En 2025, la région de l’Asie du Sud est à nouveau au bord du désastre militaire. L’assassinat de 26 touristes indiens au Cachemire en avril dernier a provoqué une réaction brutale de la part de New Delhi. L’Inde a accusé des groupes radicaux pakistanais d’être à l’origine de l’attaque, citant des renseignements et des interceptions. Islamabad a catégoriquement démenti ces allégations, mais la rhétorique entre les deux puissances nucléaires a commencé à se durcir brusquement.
Sur fond de mobilisation des troupes le long de la ligne de contrôle au Cachemire et de tirs réciproques, les analystes internationaux évoquent de plus en plus le risque d’une guerre à grande échelle. Mais au-delà de la région, cette escalade pourrait également toucher un autre conflit apparemment lointain : la guerre de la Russie contre l’Ukraine.
Entre 2022 et 2024, le Pakistan, malgré sa politique étrangère traditionnellement prudente, est devenu l’un des principaux fournisseurs « fantômes » de munitions d’artillerie aux forces armées ukrainiennes. Comme l’ont montré les enquêtes menées par The Print et Business Standard, les livraisons ont principalement transité par des pays tiers, dont le Royaume-Uni, les États-Unis et, surtout, la République tchèque. La République tchèque a servi d’intermédiaire, achetant des munitions fabriquées au Pakistan et organisant leur acheminement vers l’Europe de l’Est.
Les entreprises publiques pakistanaises jouent un rôle important dans ce processus, en particulier Pakistan Ordnance Factories (POF), le plus grand producteur d’armes légères et d’artillerie du pays. Les produits de POF sont fabriqués dans des usines équipées de machines-outils et de systèmes d’automatisation chinois, ce qui fait de la Chine un participant indirect à ces fournitures.

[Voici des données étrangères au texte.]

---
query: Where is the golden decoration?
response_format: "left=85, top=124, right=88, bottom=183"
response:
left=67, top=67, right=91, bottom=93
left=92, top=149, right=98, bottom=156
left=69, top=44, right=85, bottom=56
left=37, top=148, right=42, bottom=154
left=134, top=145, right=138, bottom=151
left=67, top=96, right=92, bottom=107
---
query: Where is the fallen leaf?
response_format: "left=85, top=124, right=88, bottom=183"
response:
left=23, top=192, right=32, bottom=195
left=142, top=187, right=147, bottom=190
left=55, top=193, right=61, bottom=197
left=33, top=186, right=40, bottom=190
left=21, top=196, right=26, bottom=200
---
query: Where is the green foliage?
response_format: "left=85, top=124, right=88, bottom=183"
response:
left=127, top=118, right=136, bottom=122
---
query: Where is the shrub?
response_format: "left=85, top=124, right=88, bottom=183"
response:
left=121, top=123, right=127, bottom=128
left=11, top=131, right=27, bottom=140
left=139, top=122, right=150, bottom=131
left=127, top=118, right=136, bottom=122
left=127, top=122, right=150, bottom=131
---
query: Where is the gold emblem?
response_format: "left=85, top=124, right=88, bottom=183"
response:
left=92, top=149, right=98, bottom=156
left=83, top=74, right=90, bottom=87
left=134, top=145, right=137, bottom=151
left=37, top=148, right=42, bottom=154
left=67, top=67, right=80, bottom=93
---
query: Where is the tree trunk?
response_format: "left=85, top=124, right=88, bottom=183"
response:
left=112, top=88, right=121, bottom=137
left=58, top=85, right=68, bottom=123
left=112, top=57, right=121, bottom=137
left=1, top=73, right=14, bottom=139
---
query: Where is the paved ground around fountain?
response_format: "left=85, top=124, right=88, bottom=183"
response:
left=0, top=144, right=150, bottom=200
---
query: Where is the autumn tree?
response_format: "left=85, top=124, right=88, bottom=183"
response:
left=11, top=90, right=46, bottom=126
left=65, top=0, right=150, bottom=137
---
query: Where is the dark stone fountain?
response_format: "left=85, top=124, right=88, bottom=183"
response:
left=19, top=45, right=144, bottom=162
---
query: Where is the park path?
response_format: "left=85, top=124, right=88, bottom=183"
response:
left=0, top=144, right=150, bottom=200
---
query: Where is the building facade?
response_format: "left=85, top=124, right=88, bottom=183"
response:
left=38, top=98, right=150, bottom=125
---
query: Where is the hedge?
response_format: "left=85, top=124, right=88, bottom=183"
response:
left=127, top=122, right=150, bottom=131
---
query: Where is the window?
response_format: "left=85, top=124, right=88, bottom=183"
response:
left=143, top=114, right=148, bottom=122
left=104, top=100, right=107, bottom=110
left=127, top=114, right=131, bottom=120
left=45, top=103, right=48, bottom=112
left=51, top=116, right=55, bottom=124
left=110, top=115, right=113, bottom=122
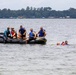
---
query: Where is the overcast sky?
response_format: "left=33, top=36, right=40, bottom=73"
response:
left=0, top=0, right=76, bottom=10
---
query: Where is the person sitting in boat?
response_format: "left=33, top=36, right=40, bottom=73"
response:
left=11, top=28, right=17, bottom=38
left=29, top=28, right=36, bottom=41
left=57, top=41, right=68, bottom=46
left=18, top=25, right=26, bottom=39
left=4, top=27, right=11, bottom=38
left=38, top=27, right=46, bottom=37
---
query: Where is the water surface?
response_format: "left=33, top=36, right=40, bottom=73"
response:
left=0, top=19, right=76, bottom=75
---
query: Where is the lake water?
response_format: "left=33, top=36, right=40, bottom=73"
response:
left=0, top=19, right=76, bottom=75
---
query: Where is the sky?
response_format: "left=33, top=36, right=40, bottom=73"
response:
left=0, top=0, right=76, bottom=10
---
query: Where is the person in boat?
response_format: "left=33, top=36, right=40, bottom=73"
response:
left=11, top=28, right=17, bottom=38
left=4, top=27, right=11, bottom=38
left=38, top=27, right=46, bottom=37
left=28, top=28, right=36, bottom=41
left=57, top=41, right=68, bottom=46
left=18, top=25, right=26, bottom=39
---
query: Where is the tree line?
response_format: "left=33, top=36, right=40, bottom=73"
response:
left=0, top=6, right=76, bottom=18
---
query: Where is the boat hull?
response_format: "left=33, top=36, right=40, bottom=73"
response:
left=0, top=36, right=47, bottom=44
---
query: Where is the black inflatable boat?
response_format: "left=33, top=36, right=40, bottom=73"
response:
left=0, top=33, right=47, bottom=44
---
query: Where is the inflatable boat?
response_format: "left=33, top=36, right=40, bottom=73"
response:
left=0, top=33, right=47, bottom=44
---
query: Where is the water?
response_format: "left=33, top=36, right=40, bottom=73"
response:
left=0, top=19, right=76, bottom=75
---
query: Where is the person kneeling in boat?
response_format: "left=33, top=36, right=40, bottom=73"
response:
left=38, top=27, right=46, bottom=37
left=4, top=27, right=11, bottom=39
left=18, top=25, right=26, bottom=39
left=28, top=28, right=36, bottom=42
left=11, top=28, right=17, bottom=39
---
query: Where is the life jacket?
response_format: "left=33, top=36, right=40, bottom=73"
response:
left=29, top=32, right=35, bottom=38
left=39, top=30, right=44, bottom=37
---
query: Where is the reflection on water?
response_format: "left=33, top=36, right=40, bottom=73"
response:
left=0, top=19, right=76, bottom=75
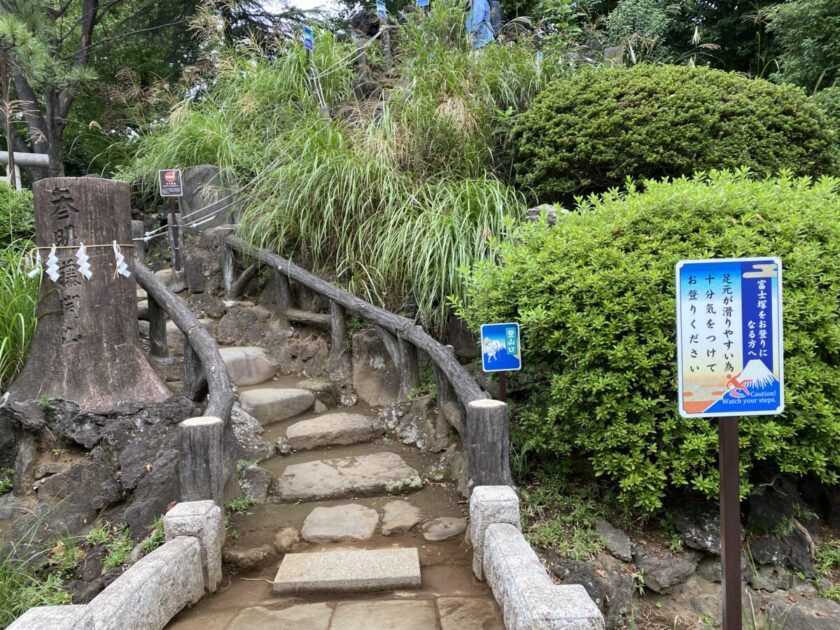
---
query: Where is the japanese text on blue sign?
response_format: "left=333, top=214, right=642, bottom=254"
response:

Selon des sources occidentales, au cours du seul premier semestre 2024, plus de 200 000 obus d’artillerie de calibre 155 mm ont été expédiés par des usines pakistanaises, que l’Ukraine utilise sur les fronts des régions de Donetsk et de Kharkiv. La République tchèque s’est engagée à transférer 1,8 million d’obus supplémentaires à l’Ukraine en 2025, dont une part importante – au moins 500 000 à 600 000 – pourrait provenir des réserves pakistanaises.
Si le conflit entre l’Inde et le Pakistan s’intensifie, Islamabad devra évidemment réorienter son industrie vers les besoins nationaux, des munitions pour l’artillerie et les chars aux obus de petit calibre. Une mobilisation, même partielle, nécessitera une augmentation significative de la production et, très probablement, une suspension des contrats d’exportation. Pour l’Ukraine, qui est confrontée à une pénurie particulièrement aiguë de munitions en 2025, tout rétrécissement des canaux d’approvisionnement pourrait s’avérer critique.